12. The hydraulic system of claim 11, wherein the adjustment mechanism comprises a knob with a shaft having a spring stop positioned at one end thereof, the pilot spring compressed between the spring stop and the second end of the pilot plug.

13. The hydraulic system of claim 12, wherein the knob is configured to move the spring stop towards and away from the second end of the pilot plug, thereby compressing and decompressing the pilot spring and adjusting the urging force of the pilot spring.

14. The hydraulic system of claim 8, wherein the first end of the pilot plug is shaped to sealingly engage the seat and prevent the flow of hydraulic fluid into the pilot chamber.

15. The hydraulic system of claim 6, wherein the pilot arrangement further comprises an adjustment mechanism.

16. The hydraulic system of claim 1, further comprising a left hydraulic cylinder and a right hydraulic cylinder connected to opposite sides of the platform and in fluid communication with the hydraulic power unit, wherein the left hydraulic cylinder and the right hydraulic cylinder operate in unison to move the platform between at least one of the stowed position, the deployed position, and the ground position.

17. In a hydraulic system for an access arrangement having a platform connected to at least one hydraulic cylinder configured to urge the platform between a deployed position and a stowed position, a hydraulic circuit for delivering hydraulic fluid through the hydraulic system, the hydraulic circuit defining at least one fluid path for delivering hydraulic fluid from at least one hydraulic power unit to the at least one hydraulic cylinder, and a pressure regulating valve positioned between the at least one hydraulic power unit and the at least one hydraulic cylinder in the at least one fluid path of the hydraulic circuit for delivering the hydraulic fluid from the at least one hydraulic power unit to the at least one hydraulic cylinder and configured to urge the hydraulic fluid through the at least one fluid path of the hydraulic circuit and to the at least one hydraulic cylinder, wherein the pressure regulating valve is operable to prevent the at least one hydraulic cylinder from urging the platform to the stowed position if a load on the platform exceeds a specified threshold,

18. The hydraulic system of claim 17, wherein pressure regulating valve is a pilot-operated pressure regulating valve.

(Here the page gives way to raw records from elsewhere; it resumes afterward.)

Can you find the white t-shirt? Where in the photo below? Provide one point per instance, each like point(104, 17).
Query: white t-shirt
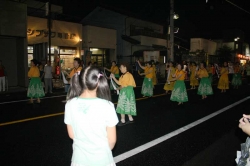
point(89, 118)
point(48, 72)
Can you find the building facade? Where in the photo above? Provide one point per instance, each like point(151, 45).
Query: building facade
point(66, 40)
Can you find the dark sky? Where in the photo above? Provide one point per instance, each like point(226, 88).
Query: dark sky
point(197, 18)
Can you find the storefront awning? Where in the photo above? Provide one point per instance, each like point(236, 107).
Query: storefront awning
point(130, 39)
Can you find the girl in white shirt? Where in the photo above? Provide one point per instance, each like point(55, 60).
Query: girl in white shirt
point(91, 119)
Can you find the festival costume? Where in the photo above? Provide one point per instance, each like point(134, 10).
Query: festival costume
point(210, 74)
point(147, 86)
point(223, 81)
point(154, 79)
point(179, 92)
point(237, 78)
point(193, 80)
point(170, 84)
point(205, 87)
point(35, 89)
point(115, 71)
point(126, 101)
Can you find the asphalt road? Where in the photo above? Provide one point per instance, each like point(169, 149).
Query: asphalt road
point(36, 134)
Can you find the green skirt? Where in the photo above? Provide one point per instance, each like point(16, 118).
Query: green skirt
point(210, 77)
point(115, 84)
point(179, 93)
point(126, 101)
point(35, 89)
point(237, 79)
point(205, 87)
point(147, 87)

19. The hydraulic system of claim 17, wherein the specified threshold of the load is in the range of 20 pounds to 100 pounds.

20. A hydraulic arrangement for an access arrangement having a platform configured for movement between a deployed position and a stowed position, the hydraulic arrangement comprising:

fluid urging means for urging hydraulic fluid through a hydraulic circuit;

platform urging means for urging a platform towards at least one of the stowed position and the deployed position;

a hydraulic circuit for delivering the hydraulic fluid through the hydraulic arrangement, the hydraulic circuit defining at least one fluid path for delivering the hydraulic fluid from the fluid urging means to the platform urging means; and

pressure regulating means positioned between the fluid urging means and the platform urging means in the at least one fluid path of the hydraulic circuit for delivering the hydraulic fluid from the fluid urging means to the platform urging means, wherein the pressure regulating means prevents the platform urging means from urging the platform to the stowed position if a load on the platform exceeds a specified threshold by limiting the pressure of the hydraulic fluid conveyed through the pressure regulating means,

wherein the hydraulic circuit defines at least one additional fluid path for delivering the hydraulic fluid from the fluid urging means to the platform urging means, wherein the hydraulic arrangement further comprises at least one selectively controlled valve positioned between the fluid urging means and the platform urging means in the at least one additional fluid path of the hydraulic circuit for delivering hydraulic fluid from the fluid urging means to the platform urging means and wherein the at least one selectively controlled valve is configured to close the at least one additional fluid path of the hydraulic circuit when the platform is urged to the stowed position.